(2008-504010) 9:19 a.m.: There's a second-tier video store on Semoran Boulevard that should consider investing in an alarm system. A half-hour after the store closed up the night before, someone broke in and loaded up video games, movies and "an office safe full of cash." If memory serves, this isn't the first time this store has appeared in this column.
(2008-504077) 10:21 a.m.: This week's flat-screen television theft happened at an apartment complex leasing office with an unlocked window.
(2008-504647) 5:02 p.m.: A question for movie buffs: What's the best cinematic bank robbery in movie history? I tossed that question to Weekly film editor Justin Strout, who babbled incessantly, as fanboys do. "Rififi (1955): The movie goes silent, as the robbers do, for a good 30 minutes. You could hear a sweat bead drop. Heat (1995): The most balls-out blowout in the history of film. Later was played out in real life in the famous and tragic L.A. bank robbery in which the guys had the supercharged guns and just marched down the road blowing away cops. Dog Day Afternoon (1975): True story of a gay guy robbing a bank to pay for his lover's sex change operation. He got there after the cash drop, so there wasn't a lot to steal but an epic standoff followed. ATTICA! ATTICA! The Dark Knight (2008): An elaborate heist specifically designed to unveil the Joker at his wildest, it took us over IMAX'd rooftops and into immediate panic. Die Hard (1988): Never forget, they weren't terrorists. They were bank robbers."
Dude, you totally forgot Point Break (1991): The hilariously douchetastic Keanu Reeves and other surfer dudes in ex-president masks rob banks with automatic weapons then skydive their way to freedom or something.
Anyway, this real-life robbery is hardly as exciting. A nondescript 40-something walked into a bank and handed the teller a note instructing her to give him money or he'll kill her. She gave him money. He left.
(2008-505003) 8:35 p.m.: A traffic stop produced 100 Xanax pills and a driver who's probably had better days.
(2008-505236) 10:44 p.m.: Another traffic stop produced a gram and a half of cocaine, five grams of pot and three arrests.
(2008-505865) 2 a.m.: A suspect "held the victim inside her car by her hair, firing several shots out of the vehicle and one through the vehicle from inside." At some point he got out of the car and our alert victim floored it. The gunman fired another shot at the car. The cops nabbed him shortly thereafter. Jail.
(2008-505749) 4:37 a.m.: Someone fired four shots into an occupied RV on Universal Boulevard. Why?
(2008-505855) 7:58 a.m.: You can also steal flat-screen TVs from restaurants. (2008-506813) 8:53 p.m.: A perp broke into a maintenance shed to steal tools.
(2008-507263) 12:28 a.m.: Officer Dunlap was trying to break up a fight outside a downtown nightclub when someone hit him. That someone spent the evening in jail.

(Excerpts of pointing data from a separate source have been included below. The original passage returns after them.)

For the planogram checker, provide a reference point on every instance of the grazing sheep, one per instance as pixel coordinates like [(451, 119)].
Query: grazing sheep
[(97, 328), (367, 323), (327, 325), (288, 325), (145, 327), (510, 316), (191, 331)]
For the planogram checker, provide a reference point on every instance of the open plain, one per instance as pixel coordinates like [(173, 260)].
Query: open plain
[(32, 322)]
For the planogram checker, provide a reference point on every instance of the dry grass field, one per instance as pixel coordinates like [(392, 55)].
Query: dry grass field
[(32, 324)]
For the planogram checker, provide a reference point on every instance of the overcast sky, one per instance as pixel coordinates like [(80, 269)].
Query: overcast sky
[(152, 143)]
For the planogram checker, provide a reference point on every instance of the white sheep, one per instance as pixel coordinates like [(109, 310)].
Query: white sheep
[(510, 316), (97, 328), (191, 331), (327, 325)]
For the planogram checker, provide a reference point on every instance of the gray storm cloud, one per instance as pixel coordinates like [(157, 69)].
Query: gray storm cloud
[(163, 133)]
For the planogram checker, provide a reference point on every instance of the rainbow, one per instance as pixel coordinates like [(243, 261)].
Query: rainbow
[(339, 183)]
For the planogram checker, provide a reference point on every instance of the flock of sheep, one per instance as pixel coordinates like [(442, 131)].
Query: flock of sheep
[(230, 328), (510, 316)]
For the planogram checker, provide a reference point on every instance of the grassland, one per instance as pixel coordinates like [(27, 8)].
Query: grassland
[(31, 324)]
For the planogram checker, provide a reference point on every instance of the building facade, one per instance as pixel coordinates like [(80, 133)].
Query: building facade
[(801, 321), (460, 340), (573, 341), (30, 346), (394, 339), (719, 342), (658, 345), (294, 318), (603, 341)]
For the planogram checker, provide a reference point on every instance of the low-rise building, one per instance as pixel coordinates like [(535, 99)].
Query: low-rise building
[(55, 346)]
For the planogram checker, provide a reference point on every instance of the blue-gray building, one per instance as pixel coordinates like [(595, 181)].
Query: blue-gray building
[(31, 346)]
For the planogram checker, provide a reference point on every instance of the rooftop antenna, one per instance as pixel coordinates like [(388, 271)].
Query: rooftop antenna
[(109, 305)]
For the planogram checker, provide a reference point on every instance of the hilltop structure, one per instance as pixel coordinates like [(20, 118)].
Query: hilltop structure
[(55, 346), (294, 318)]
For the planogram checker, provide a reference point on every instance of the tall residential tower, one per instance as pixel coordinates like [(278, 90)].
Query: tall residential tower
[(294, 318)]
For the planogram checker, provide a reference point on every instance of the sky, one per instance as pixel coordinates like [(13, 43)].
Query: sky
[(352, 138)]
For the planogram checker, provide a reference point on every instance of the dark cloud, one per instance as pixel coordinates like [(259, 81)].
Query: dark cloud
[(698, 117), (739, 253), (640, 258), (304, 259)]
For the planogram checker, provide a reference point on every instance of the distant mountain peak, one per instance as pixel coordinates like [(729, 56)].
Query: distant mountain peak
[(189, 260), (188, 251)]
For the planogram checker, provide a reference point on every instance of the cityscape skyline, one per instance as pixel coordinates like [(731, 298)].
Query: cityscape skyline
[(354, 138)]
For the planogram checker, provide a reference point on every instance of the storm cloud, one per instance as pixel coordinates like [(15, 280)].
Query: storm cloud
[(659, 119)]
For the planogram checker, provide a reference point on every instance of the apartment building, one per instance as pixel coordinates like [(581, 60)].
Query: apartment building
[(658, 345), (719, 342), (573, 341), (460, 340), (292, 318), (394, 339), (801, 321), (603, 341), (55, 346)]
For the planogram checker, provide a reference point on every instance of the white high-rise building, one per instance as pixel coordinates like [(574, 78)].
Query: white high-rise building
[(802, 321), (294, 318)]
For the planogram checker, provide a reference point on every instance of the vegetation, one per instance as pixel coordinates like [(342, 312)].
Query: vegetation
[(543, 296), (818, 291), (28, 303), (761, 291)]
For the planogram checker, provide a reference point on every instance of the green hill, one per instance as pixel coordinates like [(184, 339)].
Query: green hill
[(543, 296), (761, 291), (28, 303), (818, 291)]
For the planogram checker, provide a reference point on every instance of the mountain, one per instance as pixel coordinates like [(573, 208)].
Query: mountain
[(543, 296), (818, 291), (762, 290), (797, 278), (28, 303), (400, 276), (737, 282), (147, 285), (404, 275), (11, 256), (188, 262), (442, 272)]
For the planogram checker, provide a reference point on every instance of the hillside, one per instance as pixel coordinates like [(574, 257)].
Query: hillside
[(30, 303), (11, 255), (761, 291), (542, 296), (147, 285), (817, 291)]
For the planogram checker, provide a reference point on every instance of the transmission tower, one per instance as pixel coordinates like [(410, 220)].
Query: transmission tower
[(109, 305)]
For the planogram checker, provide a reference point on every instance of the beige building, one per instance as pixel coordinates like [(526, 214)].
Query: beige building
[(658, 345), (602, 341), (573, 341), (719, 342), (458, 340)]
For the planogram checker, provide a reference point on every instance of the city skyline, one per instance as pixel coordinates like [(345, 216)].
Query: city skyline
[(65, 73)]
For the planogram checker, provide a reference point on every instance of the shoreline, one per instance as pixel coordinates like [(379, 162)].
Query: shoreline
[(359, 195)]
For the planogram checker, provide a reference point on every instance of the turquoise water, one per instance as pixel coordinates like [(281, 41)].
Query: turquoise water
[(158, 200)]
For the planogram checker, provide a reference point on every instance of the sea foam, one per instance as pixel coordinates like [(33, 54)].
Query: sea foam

(2008-507680) 5:45 a.m.: Police Beat Badass o' the Week honors go to a 20-year-old victim who was held up for about $800 in cash while working on his car near the intersection of Poppy Avenue and Raleigh Street (although maybe carrying $800 around in that neighborhood isn't a grand idea). Over to you, Officer Overfield: "The victim was able to grab the gun, turn it away from his direction, and during the struggle, the suspect was shot twice in the abdominal area." The suspect fled and drove off in a black SUV that's probably in need of some upholstery cleaning.
(2008-507697) 6:15 a.m.: "The victim heard a loud noise and noticed her trash can in her carport was on fire."
(2008-507757) 8:26 a.m.: This was one of five car burglaries in a neighborhood earlier that morning. Two of the cars had unlocked doors; the rest had smashed windows.
(2008-508609) 8:56 p.m.: Officer McNutt — ha! — pulled up to an army supply store on North Orange Blossom Trail and noticed a damaged bay door and a cinder block nearby. Then three men darted from the bushes and made a run for it. McNutt — giggle — was unable to catch them.